Interview Jarabee Gesproken met Henk Marijt en Jose Jansen Holleboom (Twenterand) op 26 november 2015
Algemeen Henk is manager bedrijfsbureau en houdt zich vooral bezig met personeelszaken. Jose is gezinscoach en ambulant hulpverlener voor gezinnen in Almelo en Twenterand. Vanuit het ambulant team Almelo worden ook hulpverleners buiten de gemeente Almelo ingezet waaronder Twenterand. Jarabee is ook de pleegzorgondersteuner in Almelo. De hulpvragen komen vanuit Almelo vooral via de wijkcoaches en huisartsen. In Twenterand kennen ze geen wijkcoaches.
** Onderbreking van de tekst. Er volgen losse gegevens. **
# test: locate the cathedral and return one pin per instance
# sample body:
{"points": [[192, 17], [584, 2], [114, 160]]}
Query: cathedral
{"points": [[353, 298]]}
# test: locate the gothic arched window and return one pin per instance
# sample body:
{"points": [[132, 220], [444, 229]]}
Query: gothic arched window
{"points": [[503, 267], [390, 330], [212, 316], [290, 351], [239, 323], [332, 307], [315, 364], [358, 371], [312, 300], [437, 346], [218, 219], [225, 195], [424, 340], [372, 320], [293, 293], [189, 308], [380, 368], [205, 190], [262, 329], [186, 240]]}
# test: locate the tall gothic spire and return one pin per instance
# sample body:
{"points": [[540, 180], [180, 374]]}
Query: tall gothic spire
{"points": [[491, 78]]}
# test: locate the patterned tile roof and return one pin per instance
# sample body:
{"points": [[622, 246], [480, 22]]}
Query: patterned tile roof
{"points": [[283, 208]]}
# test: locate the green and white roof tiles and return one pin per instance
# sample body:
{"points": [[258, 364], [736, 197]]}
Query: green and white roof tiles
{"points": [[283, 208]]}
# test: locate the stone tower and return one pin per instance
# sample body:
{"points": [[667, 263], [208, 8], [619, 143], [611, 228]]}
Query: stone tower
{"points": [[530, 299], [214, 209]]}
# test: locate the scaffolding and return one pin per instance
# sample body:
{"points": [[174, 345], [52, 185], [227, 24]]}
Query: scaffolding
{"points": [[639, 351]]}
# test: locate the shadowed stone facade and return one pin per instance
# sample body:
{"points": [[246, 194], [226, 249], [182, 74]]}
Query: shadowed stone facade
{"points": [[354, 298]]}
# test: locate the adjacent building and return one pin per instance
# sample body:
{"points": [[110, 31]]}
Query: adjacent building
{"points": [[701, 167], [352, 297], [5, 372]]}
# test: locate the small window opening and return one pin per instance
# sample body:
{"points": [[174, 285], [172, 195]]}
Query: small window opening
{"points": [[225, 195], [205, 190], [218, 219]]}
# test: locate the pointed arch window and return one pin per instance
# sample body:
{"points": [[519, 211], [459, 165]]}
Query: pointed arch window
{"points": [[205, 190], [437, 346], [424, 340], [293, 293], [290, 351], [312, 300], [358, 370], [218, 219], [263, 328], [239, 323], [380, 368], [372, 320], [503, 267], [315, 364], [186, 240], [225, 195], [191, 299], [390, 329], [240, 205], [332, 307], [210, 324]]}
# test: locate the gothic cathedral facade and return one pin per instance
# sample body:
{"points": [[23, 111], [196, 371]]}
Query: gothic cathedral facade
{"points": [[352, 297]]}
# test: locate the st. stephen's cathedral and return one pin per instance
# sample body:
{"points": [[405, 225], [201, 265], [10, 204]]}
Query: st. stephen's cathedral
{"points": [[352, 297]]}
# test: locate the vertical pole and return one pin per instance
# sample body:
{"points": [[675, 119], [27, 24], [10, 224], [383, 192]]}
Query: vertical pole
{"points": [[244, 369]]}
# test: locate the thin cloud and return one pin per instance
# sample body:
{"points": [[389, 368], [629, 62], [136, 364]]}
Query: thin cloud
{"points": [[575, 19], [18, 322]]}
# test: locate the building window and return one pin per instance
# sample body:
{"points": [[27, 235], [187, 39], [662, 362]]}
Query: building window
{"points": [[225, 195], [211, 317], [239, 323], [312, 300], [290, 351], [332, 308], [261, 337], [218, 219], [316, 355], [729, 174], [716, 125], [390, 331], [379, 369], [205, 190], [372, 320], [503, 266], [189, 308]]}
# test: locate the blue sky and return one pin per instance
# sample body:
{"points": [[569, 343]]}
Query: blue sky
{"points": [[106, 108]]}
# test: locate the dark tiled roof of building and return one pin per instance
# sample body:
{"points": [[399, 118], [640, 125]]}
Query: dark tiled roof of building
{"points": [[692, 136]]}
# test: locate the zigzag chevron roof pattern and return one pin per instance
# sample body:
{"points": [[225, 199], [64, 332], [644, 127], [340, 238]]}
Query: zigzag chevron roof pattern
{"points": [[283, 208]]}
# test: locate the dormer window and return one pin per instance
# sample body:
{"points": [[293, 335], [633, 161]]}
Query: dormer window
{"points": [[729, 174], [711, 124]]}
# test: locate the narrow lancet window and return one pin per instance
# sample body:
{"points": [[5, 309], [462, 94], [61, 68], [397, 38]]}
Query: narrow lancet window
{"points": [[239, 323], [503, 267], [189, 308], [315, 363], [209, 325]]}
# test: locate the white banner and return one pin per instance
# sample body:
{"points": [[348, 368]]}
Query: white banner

De jeugdcoaches, huisartsen, Cb’s melden vanuit Twenterand de cliënten aan.
Thema vinden 1. Het begrip mantelzorger wordt niet veel gebruikt term in de organisatie. Wel is er aandacht voor mantelzorgers, voor de ondersteuning vanuit het eigen netwerk. Dit wordt dan “versterken van de eigen kracht” genoemd. 2. Doordat ze de terminologie niet hanteren kijken ze ook niet naar familieleden als zijnde mantelzorgers. Wel is er aandacht voor de specifieke ondersteuningsvragen: de Brussencursus voor de broers/zussen en de Kopp cursus voor kinderen van. 3. De mogelijkheden voor informele zorg zijn niet meer zo in het bewustzijn. In het verleden wees José wel eens kinderen door naar de SVTO.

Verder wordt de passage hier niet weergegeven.